Speaking about China, I want to point out that China is trying to improve its international standing and to ensure the projection of its power abroad. China is encircled with foreign military bases and ships, and there are really many of them. China does really have reasonto be concerned with security issues. But I believe that search for security of one state should not weaken the security of others. Each can decide by itself how to guarantee its national security, but, anyway, not with such means which could negatively influence the security of others. Returning to China, its positions in global arena are usually defensive and not aggressive.

Which problems are Latin American states facing now?

I do not think that our security problems are coming from outside really. All our main problems are developing inside Latin American states. Among them are the high rate of poverty, low standards of living, the problem of functioning strong political institutions, economic crises, unemployment, ecological threats, etc.

What prospects does BRICS have now in the new era of global tensions?
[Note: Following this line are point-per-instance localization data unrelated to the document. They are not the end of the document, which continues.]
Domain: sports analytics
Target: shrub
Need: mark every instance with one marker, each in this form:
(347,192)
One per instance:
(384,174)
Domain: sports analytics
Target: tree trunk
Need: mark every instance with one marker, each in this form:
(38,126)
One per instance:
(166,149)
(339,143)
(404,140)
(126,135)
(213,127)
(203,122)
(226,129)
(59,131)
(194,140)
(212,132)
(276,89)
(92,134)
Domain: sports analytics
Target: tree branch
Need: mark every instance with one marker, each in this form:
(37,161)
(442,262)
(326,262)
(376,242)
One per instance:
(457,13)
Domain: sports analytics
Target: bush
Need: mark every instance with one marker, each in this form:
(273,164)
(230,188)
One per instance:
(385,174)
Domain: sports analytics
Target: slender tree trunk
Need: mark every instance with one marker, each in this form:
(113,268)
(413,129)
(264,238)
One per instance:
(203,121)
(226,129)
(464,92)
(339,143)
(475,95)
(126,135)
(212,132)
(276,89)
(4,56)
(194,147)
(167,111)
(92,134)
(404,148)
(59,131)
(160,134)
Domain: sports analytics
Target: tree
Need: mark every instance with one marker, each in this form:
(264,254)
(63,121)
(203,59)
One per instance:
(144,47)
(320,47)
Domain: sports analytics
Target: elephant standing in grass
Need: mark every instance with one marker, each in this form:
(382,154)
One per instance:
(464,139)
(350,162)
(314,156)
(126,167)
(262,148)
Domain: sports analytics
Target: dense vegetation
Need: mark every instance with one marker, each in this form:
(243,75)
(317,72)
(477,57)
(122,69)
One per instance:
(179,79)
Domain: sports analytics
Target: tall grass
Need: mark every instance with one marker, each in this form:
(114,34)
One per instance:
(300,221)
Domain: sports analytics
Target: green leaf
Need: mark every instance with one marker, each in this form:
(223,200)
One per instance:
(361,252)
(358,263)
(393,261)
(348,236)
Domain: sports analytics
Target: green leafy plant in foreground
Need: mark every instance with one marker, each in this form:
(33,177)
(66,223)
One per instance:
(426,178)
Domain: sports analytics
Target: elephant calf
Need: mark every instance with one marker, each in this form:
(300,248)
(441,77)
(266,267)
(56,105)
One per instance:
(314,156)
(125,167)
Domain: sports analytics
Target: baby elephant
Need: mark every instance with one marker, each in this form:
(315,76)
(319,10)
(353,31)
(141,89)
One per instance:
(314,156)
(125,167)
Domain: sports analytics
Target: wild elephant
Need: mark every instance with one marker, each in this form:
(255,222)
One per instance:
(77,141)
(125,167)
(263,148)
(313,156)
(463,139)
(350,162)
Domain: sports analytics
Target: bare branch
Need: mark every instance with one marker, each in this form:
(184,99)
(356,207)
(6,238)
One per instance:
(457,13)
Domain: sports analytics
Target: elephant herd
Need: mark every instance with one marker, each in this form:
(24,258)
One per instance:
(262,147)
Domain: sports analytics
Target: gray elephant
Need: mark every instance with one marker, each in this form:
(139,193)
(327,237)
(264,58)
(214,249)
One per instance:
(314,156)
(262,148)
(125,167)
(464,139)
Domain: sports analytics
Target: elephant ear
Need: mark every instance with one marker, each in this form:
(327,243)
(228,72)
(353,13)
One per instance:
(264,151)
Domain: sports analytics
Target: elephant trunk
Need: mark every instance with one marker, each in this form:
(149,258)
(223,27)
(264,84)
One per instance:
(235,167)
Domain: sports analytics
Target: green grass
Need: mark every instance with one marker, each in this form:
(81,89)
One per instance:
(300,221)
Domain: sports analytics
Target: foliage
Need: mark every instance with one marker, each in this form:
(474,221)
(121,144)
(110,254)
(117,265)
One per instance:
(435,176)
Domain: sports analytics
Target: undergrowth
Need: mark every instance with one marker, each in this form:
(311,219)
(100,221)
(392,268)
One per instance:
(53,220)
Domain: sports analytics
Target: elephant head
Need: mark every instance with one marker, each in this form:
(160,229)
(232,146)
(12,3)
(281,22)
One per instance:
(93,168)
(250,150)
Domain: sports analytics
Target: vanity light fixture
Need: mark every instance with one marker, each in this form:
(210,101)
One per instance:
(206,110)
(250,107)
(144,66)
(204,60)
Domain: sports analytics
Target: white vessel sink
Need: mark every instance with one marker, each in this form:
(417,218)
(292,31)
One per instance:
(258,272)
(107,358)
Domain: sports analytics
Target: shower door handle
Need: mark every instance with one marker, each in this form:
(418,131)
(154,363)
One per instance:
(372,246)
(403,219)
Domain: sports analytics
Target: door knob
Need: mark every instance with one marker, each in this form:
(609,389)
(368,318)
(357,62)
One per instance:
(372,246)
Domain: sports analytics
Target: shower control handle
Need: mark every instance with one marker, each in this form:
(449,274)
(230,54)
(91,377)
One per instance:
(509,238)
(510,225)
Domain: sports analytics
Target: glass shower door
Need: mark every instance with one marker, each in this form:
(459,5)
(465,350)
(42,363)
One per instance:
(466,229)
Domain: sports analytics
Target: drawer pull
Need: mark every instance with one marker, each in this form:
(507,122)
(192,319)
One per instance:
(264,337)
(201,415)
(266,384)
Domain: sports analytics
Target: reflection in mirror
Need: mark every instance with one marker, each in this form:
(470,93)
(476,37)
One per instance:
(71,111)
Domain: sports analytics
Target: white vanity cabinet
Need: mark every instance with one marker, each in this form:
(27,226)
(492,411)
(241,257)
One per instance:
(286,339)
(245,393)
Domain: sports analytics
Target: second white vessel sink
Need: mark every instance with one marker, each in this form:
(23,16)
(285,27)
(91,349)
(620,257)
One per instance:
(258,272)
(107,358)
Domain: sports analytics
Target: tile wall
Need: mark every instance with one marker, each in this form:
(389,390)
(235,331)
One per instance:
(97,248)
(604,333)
We shall understand that the global situation is rather difficult now. Anyway, we should think more about our future and what to do. Within BRICS, we should think about our future plans and goals as well. Upon its creation, BRICS were concentrated on economic rather than on political aims. Nowadays, we are discussing the prospects of enlarging BRICS. But are the criteria of BRICS membership the same? Especially if we want BRICS to have more international value and influence (primarily in economic domain).